BEHAR: At the end of the day, it's going to work in favor of Mrs. Clinton because she gets the sympathy vote. Women don't like it. That’s the truth. And so more women will vote for her because of that, I think.

SHEPHERD: Because she got called a bitch?

BEHAR: Yes. They don’t like it. It's very sexist to call a woman a bitch when you're a man. We could say it to eachother.

SHEPHERD: But a man didn't do it.

GOLDBERG: I need to really make this very clear.

BEHAR: All right. It’s mind charging by proxy syndrome, alright? She says bitch and then he agrees and laughs, that means he's calling her ipso facto.

GOLDBERG: No Don’t do that. Joy, you can't do that.

BEHAR: Almost.

GOLDBERG: We don't want to get him all wrapped up in that. What I was trying to say is people say stuff all the time and I don't know if everybody has to always accommodate everybody else’s political correctness. Because John McCain is a good guy. He's a very smart guy. And, you know, we say this word all the time. I don't know how much mail comes in about us saying it. It would be interesting to find out.

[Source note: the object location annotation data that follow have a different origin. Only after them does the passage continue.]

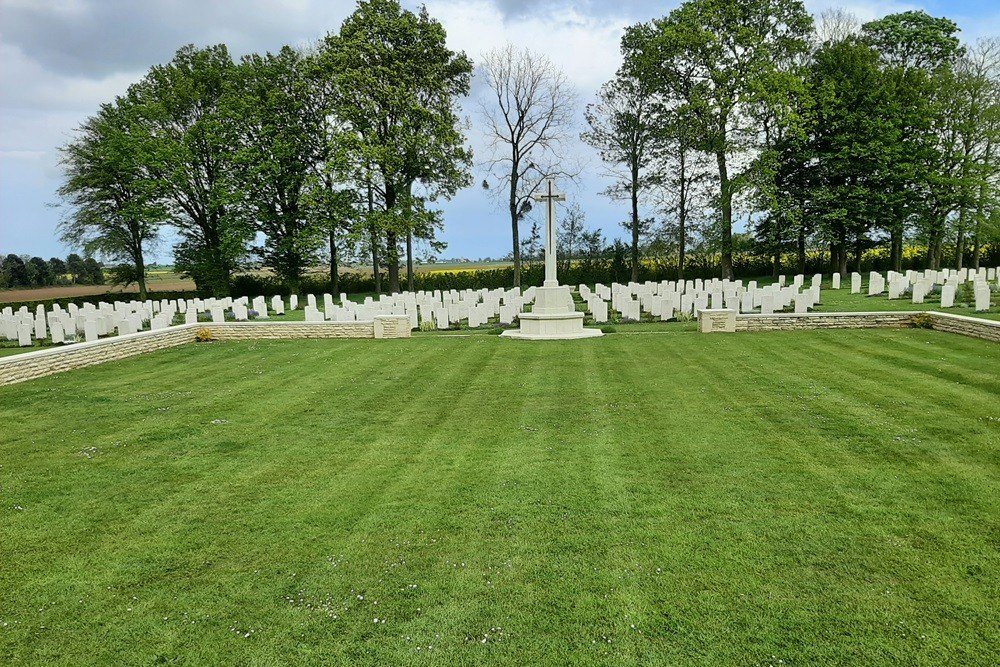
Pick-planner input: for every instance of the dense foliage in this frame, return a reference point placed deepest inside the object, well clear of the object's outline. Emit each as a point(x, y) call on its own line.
point(743, 137)
point(24, 271)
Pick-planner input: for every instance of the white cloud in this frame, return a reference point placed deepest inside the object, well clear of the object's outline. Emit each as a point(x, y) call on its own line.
point(584, 46)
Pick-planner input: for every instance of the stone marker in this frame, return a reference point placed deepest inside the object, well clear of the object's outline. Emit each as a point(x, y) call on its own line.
point(948, 295)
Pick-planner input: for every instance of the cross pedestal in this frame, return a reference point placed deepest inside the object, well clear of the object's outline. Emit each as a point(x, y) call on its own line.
point(554, 316)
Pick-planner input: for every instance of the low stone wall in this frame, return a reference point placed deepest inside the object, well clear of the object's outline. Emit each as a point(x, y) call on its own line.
point(290, 330)
point(30, 365)
point(793, 321)
point(966, 326)
point(729, 321)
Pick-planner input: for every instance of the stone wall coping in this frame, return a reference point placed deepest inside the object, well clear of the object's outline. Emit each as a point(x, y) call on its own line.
point(25, 357)
point(805, 316)
point(965, 318)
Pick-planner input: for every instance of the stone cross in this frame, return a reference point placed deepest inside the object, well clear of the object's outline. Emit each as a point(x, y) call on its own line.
point(549, 195)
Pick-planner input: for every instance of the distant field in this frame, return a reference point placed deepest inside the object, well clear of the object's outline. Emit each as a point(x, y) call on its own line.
point(159, 281)
point(169, 281)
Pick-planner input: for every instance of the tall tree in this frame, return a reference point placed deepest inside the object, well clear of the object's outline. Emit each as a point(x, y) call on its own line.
point(913, 47)
point(622, 129)
point(570, 233)
point(275, 123)
point(396, 86)
point(982, 127)
point(191, 158)
point(528, 113)
point(110, 196)
point(740, 52)
point(848, 138)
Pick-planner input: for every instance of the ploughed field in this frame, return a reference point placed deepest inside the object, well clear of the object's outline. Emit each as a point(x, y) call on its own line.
point(657, 498)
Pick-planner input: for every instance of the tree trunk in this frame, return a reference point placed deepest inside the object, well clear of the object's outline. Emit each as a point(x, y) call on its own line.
point(960, 241)
point(977, 229)
point(635, 222)
point(376, 264)
point(392, 259)
point(896, 247)
point(512, 207)
point(801, 249)
point(842, 250)
point(858, 251)
point(334, 271)
point(726, 204)
point(682, 215)
point(140, 268)
point(409, 259)
point(408, 217)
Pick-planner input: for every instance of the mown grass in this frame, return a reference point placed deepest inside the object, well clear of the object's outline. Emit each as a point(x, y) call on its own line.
point(820, 498)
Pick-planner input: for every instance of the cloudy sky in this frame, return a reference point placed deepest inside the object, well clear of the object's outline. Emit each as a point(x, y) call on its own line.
point(59, 59)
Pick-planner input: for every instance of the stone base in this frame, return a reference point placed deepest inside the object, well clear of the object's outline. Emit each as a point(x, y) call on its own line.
point(552, 318)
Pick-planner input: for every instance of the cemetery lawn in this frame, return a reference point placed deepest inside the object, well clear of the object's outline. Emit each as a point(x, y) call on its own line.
point(791, 498)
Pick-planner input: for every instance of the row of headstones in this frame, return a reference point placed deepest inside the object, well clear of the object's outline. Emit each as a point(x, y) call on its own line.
point(91, 322)
point(440, 308)
point(668, 299)
point(922, 283)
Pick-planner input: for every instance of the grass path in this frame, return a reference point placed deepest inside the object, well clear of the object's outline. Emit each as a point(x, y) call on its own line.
point(811, 498)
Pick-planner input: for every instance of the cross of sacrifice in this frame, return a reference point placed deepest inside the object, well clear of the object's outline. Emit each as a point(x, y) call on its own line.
point(550, 196)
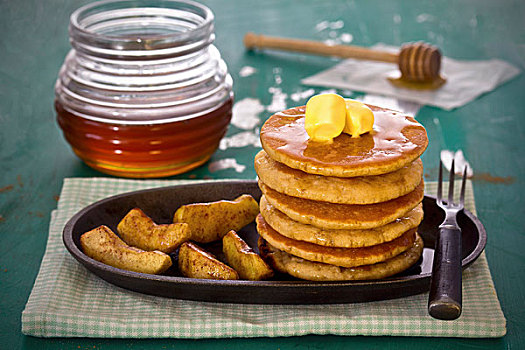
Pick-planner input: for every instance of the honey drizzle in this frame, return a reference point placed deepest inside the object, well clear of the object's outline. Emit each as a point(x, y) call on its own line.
point(386, 141)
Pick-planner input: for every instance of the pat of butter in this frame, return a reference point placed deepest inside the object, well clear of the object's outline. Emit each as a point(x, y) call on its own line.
point(325, 117)
point(359, 118)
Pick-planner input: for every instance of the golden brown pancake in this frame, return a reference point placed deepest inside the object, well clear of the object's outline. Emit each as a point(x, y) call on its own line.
point(354, 190)
point(396, 141)
point(343, 216)
point(345, 257)
point(316, 271)
point(339, 238)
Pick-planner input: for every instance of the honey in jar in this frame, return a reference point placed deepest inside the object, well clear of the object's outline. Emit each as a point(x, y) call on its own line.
point(143, 92)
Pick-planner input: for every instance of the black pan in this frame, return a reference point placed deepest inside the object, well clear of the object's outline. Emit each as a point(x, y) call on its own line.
point(161, 203)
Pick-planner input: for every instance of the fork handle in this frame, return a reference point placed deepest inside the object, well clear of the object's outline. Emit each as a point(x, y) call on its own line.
point(444, 301)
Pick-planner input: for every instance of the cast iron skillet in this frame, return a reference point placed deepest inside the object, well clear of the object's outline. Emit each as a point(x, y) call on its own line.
point(161, 203)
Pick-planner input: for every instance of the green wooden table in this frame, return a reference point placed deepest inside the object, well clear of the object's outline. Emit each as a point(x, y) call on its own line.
point(34, 158)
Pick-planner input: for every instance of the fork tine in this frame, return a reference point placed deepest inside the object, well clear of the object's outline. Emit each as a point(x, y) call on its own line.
point(451, 184)
point(440, 182)
point(463, 182)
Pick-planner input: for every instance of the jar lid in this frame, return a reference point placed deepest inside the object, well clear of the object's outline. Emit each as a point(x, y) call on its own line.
point(142, 61)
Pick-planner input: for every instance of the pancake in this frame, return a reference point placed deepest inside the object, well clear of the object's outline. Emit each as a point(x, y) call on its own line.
point(343, 216)
point(339, 238)
point(396, 141)
point(315, 271)
point(345, 257)
point(354, 190)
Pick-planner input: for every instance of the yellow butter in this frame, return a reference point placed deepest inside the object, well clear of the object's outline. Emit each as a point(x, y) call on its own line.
point(359, 118)
point(325, 117)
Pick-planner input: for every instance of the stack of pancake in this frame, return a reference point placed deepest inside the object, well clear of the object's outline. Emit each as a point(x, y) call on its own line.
point(345, 210)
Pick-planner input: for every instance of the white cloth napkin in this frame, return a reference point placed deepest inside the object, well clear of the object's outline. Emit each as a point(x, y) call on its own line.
point(466, 80)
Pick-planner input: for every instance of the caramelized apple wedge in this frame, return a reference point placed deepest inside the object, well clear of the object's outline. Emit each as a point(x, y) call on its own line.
point(209, 222)
point(138, 230)
point(105, 246)
point(243, 259)
point(194, 262)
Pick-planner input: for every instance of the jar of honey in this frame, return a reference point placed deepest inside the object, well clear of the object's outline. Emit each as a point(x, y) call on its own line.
point(143, 92)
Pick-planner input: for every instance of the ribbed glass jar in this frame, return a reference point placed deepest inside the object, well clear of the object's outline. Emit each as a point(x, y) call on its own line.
point(143, 92)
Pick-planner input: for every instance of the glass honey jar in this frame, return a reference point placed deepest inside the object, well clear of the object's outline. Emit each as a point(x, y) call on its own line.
point(143, 91)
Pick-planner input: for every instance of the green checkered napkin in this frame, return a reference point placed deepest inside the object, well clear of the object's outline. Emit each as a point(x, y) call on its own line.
point(69, 301)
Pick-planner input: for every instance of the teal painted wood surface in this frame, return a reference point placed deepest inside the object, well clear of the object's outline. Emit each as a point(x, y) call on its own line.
point(34, 158)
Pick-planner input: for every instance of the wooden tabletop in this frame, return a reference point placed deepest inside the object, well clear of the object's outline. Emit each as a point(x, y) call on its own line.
point(35, 159)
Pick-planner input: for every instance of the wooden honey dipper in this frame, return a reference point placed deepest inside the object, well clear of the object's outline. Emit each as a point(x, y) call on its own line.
point(419, 63)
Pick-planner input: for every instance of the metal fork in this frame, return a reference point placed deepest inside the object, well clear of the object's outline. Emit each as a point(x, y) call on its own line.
point(444, 300)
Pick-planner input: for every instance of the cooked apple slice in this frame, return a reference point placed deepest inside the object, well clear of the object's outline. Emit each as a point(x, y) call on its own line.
point(243, 259)
point(105, 246)
point(195, 262)
point(138, 230)
point(209, 222)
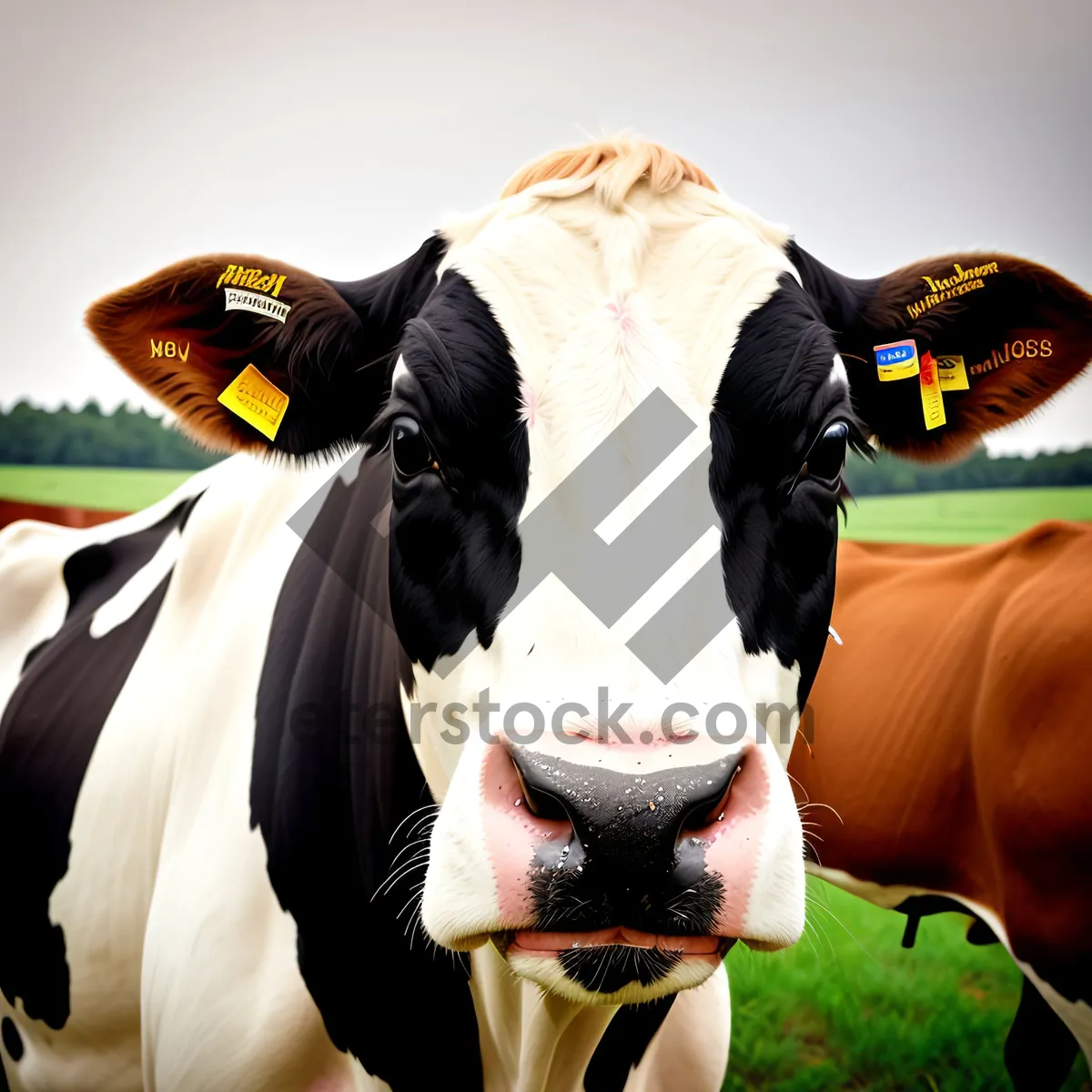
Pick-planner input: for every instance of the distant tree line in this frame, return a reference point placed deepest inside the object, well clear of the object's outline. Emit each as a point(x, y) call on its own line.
point(88, 437)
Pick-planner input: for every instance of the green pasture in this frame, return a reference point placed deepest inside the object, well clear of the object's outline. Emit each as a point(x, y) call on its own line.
point(121, 490)
point(850, 1008)
point(977, 516)
point(847, 1007)
point(972, 517)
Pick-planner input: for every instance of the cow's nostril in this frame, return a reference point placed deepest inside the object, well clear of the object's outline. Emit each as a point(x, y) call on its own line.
point(543, 805)
point(705, 813)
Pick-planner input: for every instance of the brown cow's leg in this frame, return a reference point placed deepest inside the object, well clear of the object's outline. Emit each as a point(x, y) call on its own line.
point(1040, 1049)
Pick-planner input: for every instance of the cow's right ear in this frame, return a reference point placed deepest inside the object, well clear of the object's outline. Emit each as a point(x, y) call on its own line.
point(255, 355)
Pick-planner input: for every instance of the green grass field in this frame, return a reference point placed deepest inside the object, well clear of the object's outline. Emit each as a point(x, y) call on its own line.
point(847, 1007)
point(975, 517)
point(113, 489)
point(978, 516)
point(850, 1008)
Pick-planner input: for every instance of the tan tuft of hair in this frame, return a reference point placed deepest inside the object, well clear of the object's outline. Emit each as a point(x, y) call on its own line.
point(614, 167)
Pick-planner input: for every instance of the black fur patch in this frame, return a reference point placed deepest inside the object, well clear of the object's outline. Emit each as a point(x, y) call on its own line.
point(334, 776)
point(47, 735)
point(454, 547)
point(12, 1040)
point(779, 546)
point(623, 1044)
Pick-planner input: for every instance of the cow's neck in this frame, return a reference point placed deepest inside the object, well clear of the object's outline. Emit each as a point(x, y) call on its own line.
point(531, 1041)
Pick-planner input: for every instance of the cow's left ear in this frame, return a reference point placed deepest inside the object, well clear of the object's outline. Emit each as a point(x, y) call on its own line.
point(948, 349)
point(252, 354)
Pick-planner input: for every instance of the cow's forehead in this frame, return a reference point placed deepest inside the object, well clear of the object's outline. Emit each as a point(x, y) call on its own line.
point(602, 306)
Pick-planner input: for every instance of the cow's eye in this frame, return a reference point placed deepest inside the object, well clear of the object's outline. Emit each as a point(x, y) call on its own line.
point(409, 448)
point(825, 458)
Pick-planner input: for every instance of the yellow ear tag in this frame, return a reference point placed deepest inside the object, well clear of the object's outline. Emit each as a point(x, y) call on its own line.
point(933, 399)
point(251, 397)
point(896, 360)
point(953, 372)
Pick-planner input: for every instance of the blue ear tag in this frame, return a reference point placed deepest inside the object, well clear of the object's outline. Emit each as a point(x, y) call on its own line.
point(896, 360)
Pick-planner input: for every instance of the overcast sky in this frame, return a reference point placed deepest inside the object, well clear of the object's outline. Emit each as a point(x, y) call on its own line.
point(336, 136)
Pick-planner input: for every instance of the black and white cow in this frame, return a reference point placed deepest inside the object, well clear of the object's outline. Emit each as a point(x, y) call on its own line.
point(218, 763)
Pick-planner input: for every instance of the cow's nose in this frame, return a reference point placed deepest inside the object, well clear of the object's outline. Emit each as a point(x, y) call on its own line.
point(633, 828)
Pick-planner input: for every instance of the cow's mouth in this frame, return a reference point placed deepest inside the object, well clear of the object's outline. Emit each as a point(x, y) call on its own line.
point(533, 943)
point(606, 961)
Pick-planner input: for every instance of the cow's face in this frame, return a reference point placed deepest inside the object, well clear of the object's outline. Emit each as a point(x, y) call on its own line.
point(617, 408)
point(612, 816)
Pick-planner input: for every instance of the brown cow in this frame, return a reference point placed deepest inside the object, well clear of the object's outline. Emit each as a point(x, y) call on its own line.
point(950, 737)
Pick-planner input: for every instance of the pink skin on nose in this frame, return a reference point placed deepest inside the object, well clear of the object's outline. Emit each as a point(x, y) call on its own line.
point(735, 842)
point(513, 834)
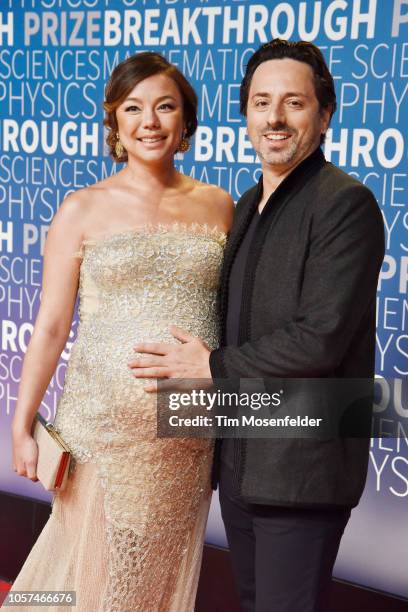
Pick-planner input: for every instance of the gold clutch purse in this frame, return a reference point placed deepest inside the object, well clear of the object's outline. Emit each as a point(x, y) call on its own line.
point(54, 455)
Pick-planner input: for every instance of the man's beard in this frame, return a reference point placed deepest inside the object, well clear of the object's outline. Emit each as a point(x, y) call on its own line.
point(278, 157)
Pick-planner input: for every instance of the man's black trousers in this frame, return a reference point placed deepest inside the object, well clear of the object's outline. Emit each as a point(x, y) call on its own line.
point(282, 558)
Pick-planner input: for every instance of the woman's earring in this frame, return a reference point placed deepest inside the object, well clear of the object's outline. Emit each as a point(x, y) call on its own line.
point(184, 145)
point(119, 148)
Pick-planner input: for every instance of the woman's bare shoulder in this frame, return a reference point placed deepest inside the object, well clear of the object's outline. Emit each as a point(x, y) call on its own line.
point(218, 203)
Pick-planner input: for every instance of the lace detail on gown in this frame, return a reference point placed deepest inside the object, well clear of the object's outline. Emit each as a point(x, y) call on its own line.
point(151, 495)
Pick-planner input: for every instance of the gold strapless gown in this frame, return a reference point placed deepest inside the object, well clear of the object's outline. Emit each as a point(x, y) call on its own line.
point(127, 533)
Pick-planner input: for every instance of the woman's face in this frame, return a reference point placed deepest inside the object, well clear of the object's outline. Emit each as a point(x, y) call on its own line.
point(150, 120)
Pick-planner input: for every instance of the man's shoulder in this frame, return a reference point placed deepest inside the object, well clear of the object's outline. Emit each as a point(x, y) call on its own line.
point(334, 180)
point(247, 196)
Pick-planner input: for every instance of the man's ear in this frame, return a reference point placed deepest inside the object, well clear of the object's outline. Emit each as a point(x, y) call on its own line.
point(326, 114)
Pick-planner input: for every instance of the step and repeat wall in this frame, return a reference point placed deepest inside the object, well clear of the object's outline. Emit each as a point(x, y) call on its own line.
point(55, 58)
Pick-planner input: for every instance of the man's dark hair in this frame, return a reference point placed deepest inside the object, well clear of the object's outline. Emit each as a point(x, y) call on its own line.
point(302, 52)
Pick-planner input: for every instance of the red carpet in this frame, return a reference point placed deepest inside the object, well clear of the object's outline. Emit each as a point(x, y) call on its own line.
point(4, 587)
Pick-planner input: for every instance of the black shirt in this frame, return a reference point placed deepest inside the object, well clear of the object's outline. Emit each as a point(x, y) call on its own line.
point(235, 287)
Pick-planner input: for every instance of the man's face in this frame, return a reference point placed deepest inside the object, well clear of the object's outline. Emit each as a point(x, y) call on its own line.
point(283, 115)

BEHAR: I think it's when you're friendly with a person, you can say it. We perceive them as being as being adversaries. And therefore, it did not seem appropriate. I think that’s the bottom line of it.

JESSICA SIMPSON: It brings more attention to it. It brings more attention to it.

SHEPHERD: It was not John McCain's fault that the lady called Hillary Clinton a bitch.

BEHAR: No, but he responded in a way that was joining her.

SHEPHERD: He’s a human being tough.

GOLDBERG: No, I don't agree, no.

BEHAR: Look, I'm the not sending him to the electric chair.